Item 3. LEGAL PROCEEDINGS
The Company received a letter dated April 24, 1992 from the United
States Environmental Protection Agency (the "EPA") notifying the Company that it
is a potentially responsible party for cleanup costs at a federal Superfund
site, the Marco of Iota Drum Site (the "Marco Site"), near Iota, Louisiana.
Documents gathered in response to such letter indicate that the Company sent a
small amount of hazardous waste to facilities in Illinois. It is possible that
subsequently, such waste could have been transshipped to the Marco Site. The EPA
letter indicates that a similar notice regarding the Marco Site was sent by the
EPA to over 500 other parties. At this time, the Company does not know how much
of its waste may have reached the Marco Site, the total volume of waste at the
Marco Site or the likely site remediation costs. There is, as in the case of
most environmental litigation, the theoretical possibility of joint and several
liability being imposed upon the Company for damages that may be awarded.

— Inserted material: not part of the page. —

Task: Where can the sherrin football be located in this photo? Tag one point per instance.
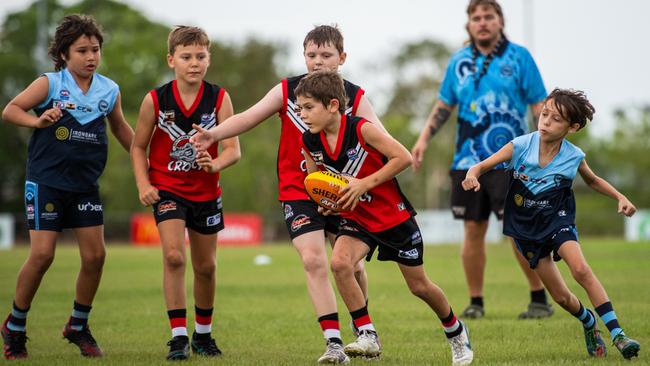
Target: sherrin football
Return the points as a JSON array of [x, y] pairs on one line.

In April 1997, Becton Dickinson and Co. (the "plaintiff") filed a
lawsuit against the Company alleging that the Company's strep and chlamydia
products and certain of its pregnancy and ovulation products (collectively, the
"Products") infringe two patents of the plaintiff. The Products in issue
represent a substantial majority of the Company's current revenues. In June
1997, the Company entered into a settlement agreement with the plaintiff. As a
part of that agreement, the Company received a license from the plaintiff under
both patents in exchange for a cash license fee, a royalty on net sales of the
Products after April 1, 1997, and a license of the Company's Q-Label technology
back to plaintiff (with a royalty on future net sales). The Company currently
estimates that the annual amortization of the license fee and royalty payments
(based on current sales levels of the Products) will result in an annual expense
of approximately $2,000,000 per year. While the Company denied the allegations
in the complaint and admitted no liability as part of the suit's resolution, the
Company believed the settlement was warranted when balanced against the
anticipated defense costs, the uncertainties of litigation in general, and the
expected diversion of management's time and attention over an extended period.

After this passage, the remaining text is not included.